Por Paulo Nogueira, Diário do Centro do Mundo –
E eis que no Twitter alguém transformou uma questão de alta complexidade numa coisa simples.
Foi uma resposta a um texto da Folha que perguntava qual a dor maior, Eduardo ou Thomaz.
Saiamos da platitude.
Todos sabemos que a dor da perda de um filho é inominável.
Solidariedade irrestrita à família Alckmin, sobretudo aos pais e aos filhos de Thomaz. A fé de Alckmin sem dúvida encontrará seu teste maior.
Solidariedade também irrestrita à família Ferreira, do menino Eduardo.
Mas, tudo isso posto, as circunstâncias fazem as duas mortes e as duas dores bem diferentes.
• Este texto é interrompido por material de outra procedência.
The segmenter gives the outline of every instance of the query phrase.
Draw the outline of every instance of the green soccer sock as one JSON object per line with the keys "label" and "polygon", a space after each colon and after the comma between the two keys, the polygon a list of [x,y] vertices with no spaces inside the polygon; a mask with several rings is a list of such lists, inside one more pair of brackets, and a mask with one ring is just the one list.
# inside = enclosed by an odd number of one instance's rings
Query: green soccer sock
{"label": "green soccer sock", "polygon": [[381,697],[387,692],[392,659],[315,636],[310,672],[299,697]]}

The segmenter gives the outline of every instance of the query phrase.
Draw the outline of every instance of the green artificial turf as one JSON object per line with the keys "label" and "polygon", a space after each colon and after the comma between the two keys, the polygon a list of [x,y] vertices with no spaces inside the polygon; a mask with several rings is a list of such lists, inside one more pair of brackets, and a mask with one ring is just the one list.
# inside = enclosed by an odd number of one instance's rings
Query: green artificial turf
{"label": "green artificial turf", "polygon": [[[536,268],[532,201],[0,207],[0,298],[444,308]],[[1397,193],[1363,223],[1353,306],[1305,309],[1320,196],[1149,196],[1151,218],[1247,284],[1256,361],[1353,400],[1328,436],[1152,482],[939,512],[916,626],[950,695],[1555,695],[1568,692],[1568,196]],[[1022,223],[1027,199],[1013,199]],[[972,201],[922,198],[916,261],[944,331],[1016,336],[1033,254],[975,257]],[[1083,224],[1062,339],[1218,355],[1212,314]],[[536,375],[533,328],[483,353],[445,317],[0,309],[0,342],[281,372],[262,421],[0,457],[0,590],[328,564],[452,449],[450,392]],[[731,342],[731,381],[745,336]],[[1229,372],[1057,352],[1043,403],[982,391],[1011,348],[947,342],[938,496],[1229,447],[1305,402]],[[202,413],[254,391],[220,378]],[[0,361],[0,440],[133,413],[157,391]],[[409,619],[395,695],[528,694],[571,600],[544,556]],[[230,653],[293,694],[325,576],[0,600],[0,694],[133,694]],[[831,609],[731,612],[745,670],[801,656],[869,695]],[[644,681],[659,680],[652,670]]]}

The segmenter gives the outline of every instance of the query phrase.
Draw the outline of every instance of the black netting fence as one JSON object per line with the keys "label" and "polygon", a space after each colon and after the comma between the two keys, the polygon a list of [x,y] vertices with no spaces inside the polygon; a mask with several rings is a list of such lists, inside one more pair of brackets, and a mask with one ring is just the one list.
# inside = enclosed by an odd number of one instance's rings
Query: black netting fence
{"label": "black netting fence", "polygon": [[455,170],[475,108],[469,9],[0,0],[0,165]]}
As palavras usadas no tuíte que tão bem comparou os dois casos são duras, mas é aquela dureza associada a verdades cruas.
“Só vendo um PM atirar na cabeça do filho do governador pra gente poder comparar.”
Está tudo dito aí.
A morte num helicóptero é um golpe do destino a que todos estamos sujeitos. Dias atrás, vimos o que fez um copiloto suicida com um avião com 150 pessoas.
É, numa palavra, azar, um formidável azar. Inevitável, portanto. Pode acontecer alguma coisa parecida comigo ou com você amanhã, ou mesmo hoje.
Agora: morrer aos dez anos por uma bala de fuzil de policiais que enxergam você como um bandido numa favela – não, isso não é inevitável.
Que sociedade é esta que tolera que suas crianças nasçam, vivam e morram sob uma fuzilaria diária em condições subumanas?
As favelas são nosso Iraque, nosso Afeganistão. No Rio, as tropas “pacificadoras” são o equivalente aos soldados americanos naqueles países, um foco de ódio e de morte.
Num mundo menos imperfeito, a morte de Eduardo soaria em todos nós um alarme: não mais. Nunca mais. Chega. Tivemos o suficiente. Nossos meninos, todos eles, principalmente os desvalidos, têm que viver uma vida digna.
Não lhes damos escola, não lhes damos hospital, não lhes damos brinquedos, não lhes damos balas e sorvetes, não lhes damos carinho, não lhes damos futuro. Tudo que oferecemos é a possibilidade de uma bala fatal, e algumas lágrimas que vão sumindo com o correr dos dias.
É miseravelmente pouco.
Eduardo morreu de desigualdade, e isto não é destino, é escolha. Nossos jornais e nossas revistas fingem que o maior problema nacional é a corrupção, porque assim ninguém discute a desigualdade da qual os bilionários barões da mídia tanto se beneficiam.
Num mundo menos imperfeito, repito, acordaríamos com o sangue de Eduardo.
Mas neste nosso universo torto fomos, como sociedade, intoxicados mentalmente pelo noticiário que consumimos, e batemos panela como mentecaptos para defender cegamente aquele pequeno grupo cuja ganância e cupidez criam Eduardos a cada dia.